Hetrombopag for the Thrombocytopenia Induced by Concurrent Chemoradiotherapy
- Conditions
- ThrombocytopeniaRadiotherapy Side Effect
- Interventions
- Registration Number
- NCT06433830
- Lead Sponsor
- Sir Run Run Shaw Hospital
- Brief Summary
Thrombocytopenia represents one of the main toxicities of concurrent chemoradiotherapy, which may necessitate chemotherapy dose reductions, dose delays, or discontinuation, and even compromise survival. Hetrombopag, a thrombopoietin receptor agonist, has shown efficacy and safety in patients with chemotherapy-induced thrombocytopenia. However, the efficacy of hetrombopag in patients who received concurrent chemoradiotherapy is not clear yet. This study aimed to evaluate the efficacy and safety of hetrombopag in this patient population.
- Detailed Description
Antitumor related therapy is one of the common causes of thrombocytopenia. Chemotherapy regimens based on drugs such as gemcitabine, platinum, anthracycline, and paclitaxel are high-risk options for thrombocytopenia. The degree of thrombocytopenia caused by external radiation therapy mainly depends on the irradiation dose, irradiation site, irradiation field size, and irradiation duration. The synchronous radiotherapy and chemotherapy regimen for head and neck tumors, esophageal cancer, rectal cancer, and other cancers often involves platinum drugs, and the irradiation site often involves flat and irregular bones. Therefore, the incidence of thrombocytopenia in patients during the treatment process is higher than that of chemotherapy or radiotherapy alone.
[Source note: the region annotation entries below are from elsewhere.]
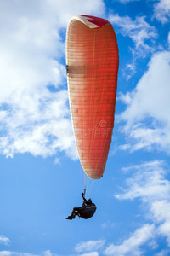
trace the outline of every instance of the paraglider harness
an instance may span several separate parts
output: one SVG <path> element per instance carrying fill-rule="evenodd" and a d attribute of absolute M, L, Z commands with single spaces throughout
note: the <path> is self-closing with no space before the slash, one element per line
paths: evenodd
<path fill-rule="evenodd" d="M 92 202 L 91 199 L 86 200 L 84 197 L 84 193 L 82 193 L 82 197 L 83 198 L 82 206 L 81 207 L 74 207 L 71 214 L 65 218 L 66 219 L 73 219 L 75 218 L 76 215 L 87 219 L 94 214 L 97 209 L 95 204 Z"/>
<path fill-rule="evenodd" d="M 91 199 L 86 200 L 84 197 L 84 193 L 82 193 L 82 197 L 83 199 L 83 203 L 82 206 L 79 208 L 78 210 L 78 216 L 82 218 L 91 218 L 97 207 L 94 203 L 92 202 Z"/>

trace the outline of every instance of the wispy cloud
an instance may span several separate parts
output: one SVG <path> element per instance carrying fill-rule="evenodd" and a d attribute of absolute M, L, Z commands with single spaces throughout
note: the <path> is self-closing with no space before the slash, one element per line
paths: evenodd
<path fill-rule="evenodd" d="M 170 20 L 170 2 L 160 0 L 155 4 L 154 17 L 162 24 Z"/>
<path fill-rule="evenodd" d="M 8 245 L 10 242 L 10 240 L 4 236 L 3 235 L 0 235 L 0 243 L 5 244 L 5 245 Z"/>
<path fill-rule="evenodd" d="M 129 16 L 121 17 L 111 14 L 109 20 L 117 27 L 117 32 L 124 37 L 129 37 L 134 43 L 135 56 L 144 57 L 148 52 L 154 50 L 153 41 L 157 37 L 156 30 L 145 21 L 145 16 L 136 17 L 133 20 Z M 148 40 L 150 44 L 148 44 Z"/>
<path fill-rule="evenodd" d="M 134 2 L 134 1 L 139 1 L 139 0 L 117 0 L 118 2 L 122 3 L 128 3 L 130 2 Z"/>
<path fill-rule="evenodd" d="M 77 253 L 90 252 L 94 250 L 97 251 L 105 245 L 105 240 L 82 241 L 76 245 L 75 250 Z"/>
<path fill-rule="evenodd" d="M 119 200 L 139 198 L 145 206 L 145 218 L 154 224 L 151 224 L 155 227 L 154 233 L 156 236 L 166 236 L 170 246 L 170 182 L 166 178 L 168 170 L 165 163 L 150 161 L 124 168 L 124 171 L 131 172 L 127 180 L 128 188 L 116 197 Z"/>
<path fill-rule="evenodd" d="M 156 148 L 170 154 L 169 58 L 168 51 L 155 54 L 136 88 L 121 96 L 127 108 L 119 118 L 126 122 L 128 135 L 122 149 Z"/>
<path fill-rule="evenodd" d="M 123 241 L 120 245 L 110 244 L 105 250 L 105 255 L 135 255 L 143 254 L 140 247 L 152 239 L 155 228 L 153 224 L 144 224 L 141 228 L 135 230 L 129 238 Z"/>

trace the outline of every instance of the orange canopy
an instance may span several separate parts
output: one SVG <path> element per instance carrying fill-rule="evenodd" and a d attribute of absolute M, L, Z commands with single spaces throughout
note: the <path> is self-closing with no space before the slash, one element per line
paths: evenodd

In a phase III clinical study on the combination of carboplatin and paclitaxel in the treatment of esophageal cancer, the incidence of thrombocytopenia was as high as 54%. Once thrombocytopenia occurs, it may lead to a decrease in chemotherapy drug dosage, delay, and cessation of radiotherapy and chemotherapy, and may require platelet infusion. In follow-up studies of various cancer patients, it has been found that reducing the dosage of chemotherapy drugs or delaying the chemotherapy cycle will reduce treatment efficacy and lead to poor prognosis, including shortened disease-free survival (DFS) and overall survival (OS) time.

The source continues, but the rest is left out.